Cartoon Gone Wild: The Unauthorized, Gritty Adventures Of Tintin (PHOTOS)

PHOTOS: The Unauthorized, Racy Adventures Of Tintin

Editor's note: This article contains graphic descriptions that may be upsetting to some readers.

When Herge died in 1983, many assumed that Tintin would retire to Marlinspike Hall, giving up his life of adventure. Ever unpredictable, the boy detective did exactly the opposite: He headed out into the big bad world and set about losing the innocence his illustrator had been so intent on preserving.

Over the last several decades, Tintin has popped up on posters and t-shirts throughout the world that document his new adventures, from binges in Barcelona to bad trips in Goa. The Belgian illustration has, despite the best efforts of the litigious Herge Foundation, become our foremost traveling subversive, an ex-investigator under perpetual investigation.

In 2001, a man operating under the name Bud E. Weyser approached a bookseller in Belgium and attempted to sell him copies of a new Tintin adventure entitled "Tintin in Thailand." Unfortunately for Mr. Weyser, the shady book dealer was an undercover cop and the sting operation landed him and his two accomplices -- the villains here being rather Tintinian in their incompetence -- in the clink. They also ended up in the pages of Belgian newspaper De Morgen, which reported that the Herge Foundation, known locally as Moulinsart, had tipped off the cops.

Though the Belgian police confiscated over a thousand copies of the lewd comic, a few have remained in circulation. In Thailand, where the comic was printed, some of the illustrations are now printed on tchotchkes for sale at Chatuchak market. The images of Tintin getting down in a gay bar with rent boys are particularly memorable if not quite as offensive as Snowy's interspecial coupling with Chang, the duo's compatriot from "Tintin in Tibet."

Thanks to longstanding rumors about Tintin's sexuality and due to his clean-cut image, the "Tintin in the gutter" motif has become quite popular. The French street artist Dran has depicted Tintin leading a muzzled Snowy through a filthy Paris subway during a transit strike and hungover in a Barcelona alley.

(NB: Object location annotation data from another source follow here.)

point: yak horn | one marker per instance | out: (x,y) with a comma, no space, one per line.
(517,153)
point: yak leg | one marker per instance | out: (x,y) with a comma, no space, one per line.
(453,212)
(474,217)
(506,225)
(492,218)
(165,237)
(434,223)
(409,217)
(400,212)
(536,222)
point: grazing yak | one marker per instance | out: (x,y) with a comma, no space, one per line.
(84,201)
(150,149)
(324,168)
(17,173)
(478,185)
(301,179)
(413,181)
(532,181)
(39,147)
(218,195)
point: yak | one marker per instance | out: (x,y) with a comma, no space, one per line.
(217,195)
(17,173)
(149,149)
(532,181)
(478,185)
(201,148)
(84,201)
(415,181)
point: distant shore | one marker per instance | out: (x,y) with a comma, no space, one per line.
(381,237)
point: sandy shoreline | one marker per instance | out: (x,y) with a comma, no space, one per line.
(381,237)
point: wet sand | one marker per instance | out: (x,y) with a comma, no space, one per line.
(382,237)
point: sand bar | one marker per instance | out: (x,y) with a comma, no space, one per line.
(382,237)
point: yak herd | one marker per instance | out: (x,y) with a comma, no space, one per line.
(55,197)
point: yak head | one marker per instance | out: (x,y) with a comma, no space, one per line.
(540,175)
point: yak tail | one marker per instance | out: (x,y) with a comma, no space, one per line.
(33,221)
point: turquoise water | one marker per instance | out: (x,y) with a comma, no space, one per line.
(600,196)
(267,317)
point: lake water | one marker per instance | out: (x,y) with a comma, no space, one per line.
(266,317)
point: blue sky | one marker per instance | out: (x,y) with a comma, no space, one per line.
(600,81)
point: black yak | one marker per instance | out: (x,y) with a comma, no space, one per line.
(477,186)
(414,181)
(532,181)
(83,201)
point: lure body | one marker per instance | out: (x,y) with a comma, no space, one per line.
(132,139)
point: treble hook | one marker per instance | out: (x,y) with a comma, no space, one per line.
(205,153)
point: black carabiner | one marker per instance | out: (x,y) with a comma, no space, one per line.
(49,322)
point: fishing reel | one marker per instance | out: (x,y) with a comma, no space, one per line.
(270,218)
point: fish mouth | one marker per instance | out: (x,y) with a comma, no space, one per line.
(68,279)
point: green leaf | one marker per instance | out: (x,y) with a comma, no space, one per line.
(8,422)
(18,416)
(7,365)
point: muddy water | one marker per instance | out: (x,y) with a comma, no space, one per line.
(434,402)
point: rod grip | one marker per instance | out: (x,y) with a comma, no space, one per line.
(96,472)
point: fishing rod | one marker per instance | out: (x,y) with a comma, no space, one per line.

Much like the "Tintin Loses the Plot In Goa" shirt that shows the boy wonder with a constellation of stars around his head and wearing bell-bottoms, these works playfully critique a certain type of hedonistic travel -- the sort of backpacking that is less about the destination than about the substances one imbibes after arriving.

If Tintin once traveled through a landscape full to brimming with exotic people and pristine vistas, he now wanders a fallen world, stepping over the prone bodies of backpackers and spring breakers. So much for the sanctity of Syldavia. So much for Bordurian authenticity.

So much, in fact, for the rules of Tintin as laid out in Moulinarts' "Charter for the use of visuals from the work of Herge," which makes it illegal to "reproduce visuals taken from the work of Herge to illustrate themes linked to money, politics, the medical or paramedical field, sex, weapons, alcohol, drugs and tobacco."

When he's not getting off, drunk or high, the new, edgy Tintin is busy violating his charter by getting embroiled in international relations. His fictional world has adopted reality and, more ominously, reality has impinged on his imagined world.

"I went back home to visit Iran after nine years and I ended up getting arrested, losing my Iranian passport and being stuck for a year and eight months as I was interrogated by secret police and interviewed by different courts," said the animator Zartosht Soltani, whose illustration of "Tintin in Tehran" attracted the attention of government censors. "I was only planning to be home for a two-week vacation."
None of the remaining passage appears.